By SANJIDA O'CONNELL
Men are notoriously bad at it. Women are not only good at it, they have to excel at it if they want to juggle jobs, babies and going to wine bars.
It is multi-tasking, but for those of us who cannot walk, talk and chew gum at the same time, it may be of some comfort to know that scientists have found a gene involved in switching our attention.
It seems that some of us - men in particular - probably haven't got an efficient version of this gene, and so languish in indecision and lack of concentration.
To suggest that such abilities have a genetic component is controversial.
Dr Adele Diamond, the director of the Centre for Developmental Cognitive Neuroscience at the University of Massachusetts Medical School, and her colleagues have, nevertheless, uncovered the genetics underpinning the ability to switch our focus.
The research might eventually result in new drugs aimed at improving the lives of children who are seriously affected by an inability to pay attention.

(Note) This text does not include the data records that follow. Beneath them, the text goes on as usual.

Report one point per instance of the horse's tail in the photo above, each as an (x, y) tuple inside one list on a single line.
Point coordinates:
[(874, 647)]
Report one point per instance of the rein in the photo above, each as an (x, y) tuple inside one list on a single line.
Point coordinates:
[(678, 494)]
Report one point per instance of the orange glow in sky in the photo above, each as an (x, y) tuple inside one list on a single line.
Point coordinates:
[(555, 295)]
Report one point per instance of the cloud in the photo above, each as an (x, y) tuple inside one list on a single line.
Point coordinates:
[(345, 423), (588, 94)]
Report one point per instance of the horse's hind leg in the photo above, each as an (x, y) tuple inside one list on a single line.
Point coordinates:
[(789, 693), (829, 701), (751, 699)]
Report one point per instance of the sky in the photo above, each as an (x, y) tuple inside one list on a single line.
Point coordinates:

All young children show a classic inability to switch their attention. Children can sort objects - such as a red tractor or a blue star - by colour or shape, but they cannot do both. Having sorted the star into the blue pile, they cannot put it in the star-shaped pile.
Children of 3 can tell you what the rule is, but they cannot follow their advice.
"It's not enough to know something or to remember it, you have to get that knowledge into your behaviour," says Dr Diamond.
Psychologists call it attention inertia; adults with damage to the frontal lobe of the brain suffer a similar inability.
Unlike these adults, children can be made to follow the rules correctly.
Instead of the experimenter labelling the star as blue or star-shaped, the child labels it. It is as if making the children label the object automatically refocuses their attention.
"When the adult does it, it goes in one ear and out the other," says Dr Diamond, adding that this is why we must not blame young children for their incapacity to follow adult rules of behaviour.
So that she could look at how attention inertia develops throughout childhood, Dr Diamond had the task of devising a test which could be performed by 4-year-olds as easily as 40-year-olds. The idea was that it would elicit attention inertia while still allowing volunteers to improve their performance.
The test, called a Stroop task by psychologists, consisted of a bar with a striped or a coloured button on either its right- or left-hand side; volunteers had to push either side of the bar.
In one version of the test, if the striped dot was on the left, they had to push left; if the coloured dot was on the left, they had to push right. In the second version, the buttons were on the right-hand side.
If it was a striped button, they had to push right (the opposite of the previous task); and if it was the coloured button, push left.
Both versions are straightforward, but the complication arises when one has to alternate between the two tasks. "What is hard is to flip back and forth between the two rules."
All age groups have difficulty with this task but can improve with practice; adults improve faster than children.
Using brain scans, Dr Diamond was able to show that the frontal lobes of the brain, specifically an area called the dorso-ventral prefrontal cortex, are used to perform this task.
She then wanted to find out how genes can affect our ability to focus and switch attention. Her subjects were children suffering from the genetic disorder phenylketonuria (PKU).
People with PKU are unable to switch their attention. If untreated, they are severely socially, emotionally and intellectually retarded. They have traits similar to attention-deficit hyperactive disorder (ADHD), and are sometimes misdiagnosed with it.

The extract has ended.